Marv has managed the packing warehouse, but now mainly oversees the financial part of the business.  With the WPVGA , Marv was involved in the bargaining committee that negotiated contracts with the vegetable processors.

In addition to his work at Worzella & Sons, Norm has been involved in several organizations, serving on the WPVGA board, as a volunteer fireman for the Village of Plover, director of the Bank of Plover (now known as BMO Harris Bank), as a member of the Plan Commission for the Village of Plover, and as a lay minister at his church.

Norm attended several conventions as part of the United Fresh Fruit and Vegetable Organization, gathering information for the business, and learning about growing habits and machinery in South America,  Africa, China, Egypt, India, Russia, and Australia.

“The U.S. was so much more advanced with technology,” Norm said, “and we took for granted how ‘easy’ it was at the time for us.”

Both men said their favorite part about working the farm today is watching the growth of the business and watching the crops, from planting to harvest.

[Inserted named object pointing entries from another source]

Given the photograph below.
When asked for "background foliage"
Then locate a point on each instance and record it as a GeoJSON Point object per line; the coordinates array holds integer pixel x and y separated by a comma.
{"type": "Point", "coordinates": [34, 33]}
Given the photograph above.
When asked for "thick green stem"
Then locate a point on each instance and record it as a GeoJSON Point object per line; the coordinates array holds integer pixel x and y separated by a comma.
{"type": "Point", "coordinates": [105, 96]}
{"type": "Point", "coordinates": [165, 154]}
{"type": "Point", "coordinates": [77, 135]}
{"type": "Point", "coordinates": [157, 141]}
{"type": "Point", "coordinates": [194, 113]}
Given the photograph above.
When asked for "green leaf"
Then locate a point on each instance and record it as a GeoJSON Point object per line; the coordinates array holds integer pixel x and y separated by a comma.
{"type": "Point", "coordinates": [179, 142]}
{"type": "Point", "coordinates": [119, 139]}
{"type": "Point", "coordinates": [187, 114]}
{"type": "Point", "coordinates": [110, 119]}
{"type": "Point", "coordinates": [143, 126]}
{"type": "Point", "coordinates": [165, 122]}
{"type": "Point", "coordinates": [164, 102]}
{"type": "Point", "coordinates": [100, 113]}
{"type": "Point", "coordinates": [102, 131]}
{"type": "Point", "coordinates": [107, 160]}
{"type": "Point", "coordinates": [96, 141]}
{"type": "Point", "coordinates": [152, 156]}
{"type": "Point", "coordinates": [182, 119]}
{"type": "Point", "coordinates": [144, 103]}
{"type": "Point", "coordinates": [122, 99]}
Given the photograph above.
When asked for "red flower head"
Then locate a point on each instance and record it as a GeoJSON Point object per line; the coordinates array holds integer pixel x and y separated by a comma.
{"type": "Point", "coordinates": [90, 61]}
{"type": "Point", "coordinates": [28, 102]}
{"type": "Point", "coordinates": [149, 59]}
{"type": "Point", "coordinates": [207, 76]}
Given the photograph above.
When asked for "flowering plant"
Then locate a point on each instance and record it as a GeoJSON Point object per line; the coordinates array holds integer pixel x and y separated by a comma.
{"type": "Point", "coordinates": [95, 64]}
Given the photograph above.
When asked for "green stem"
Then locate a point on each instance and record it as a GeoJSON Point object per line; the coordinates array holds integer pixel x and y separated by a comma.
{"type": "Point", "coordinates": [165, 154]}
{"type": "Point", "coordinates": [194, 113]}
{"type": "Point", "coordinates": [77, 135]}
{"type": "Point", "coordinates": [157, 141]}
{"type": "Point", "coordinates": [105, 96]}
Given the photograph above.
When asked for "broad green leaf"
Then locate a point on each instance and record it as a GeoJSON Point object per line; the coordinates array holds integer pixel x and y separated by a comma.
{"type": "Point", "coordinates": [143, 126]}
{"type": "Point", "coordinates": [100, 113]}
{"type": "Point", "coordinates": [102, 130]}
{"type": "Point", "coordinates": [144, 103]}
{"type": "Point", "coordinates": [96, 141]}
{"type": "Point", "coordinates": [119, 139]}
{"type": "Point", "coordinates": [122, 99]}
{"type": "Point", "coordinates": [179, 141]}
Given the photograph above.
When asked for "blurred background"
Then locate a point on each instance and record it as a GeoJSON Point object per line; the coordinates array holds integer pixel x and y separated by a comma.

The brothers remain active in the business.

But it truly is a family business. Marv and Norm’s sister, Shirley Sankey, is the secretary/treasurer for Worzella & Sons. Though she was formally hired in the early 1970s, Sankey worked in the fields throughout her childhood. Now semi-retired, she still oversees the office staff. Today, her daughter, Trina, is the president of Worzella & Sons.

Marv and his wife, Audrey, have been married for 58 years. They have three children, Perry, Tim, and Tanya, and six grandchildren. They lost a daughter, Lisa, in 1990. Marv and Audrey spend the winter months in Naples, Fla., where Marv enjoys going for walks, playing sudoku, and golfing.

Norm and his wife, Marie, have been married for 56 years. They have four children, Steve, Shelley, Sandy, and Scott, 11 grandchildren, and three great-grandchildren. They spend the winter months in Fort Myers Beach, where Norm enjoys deep sea fishing.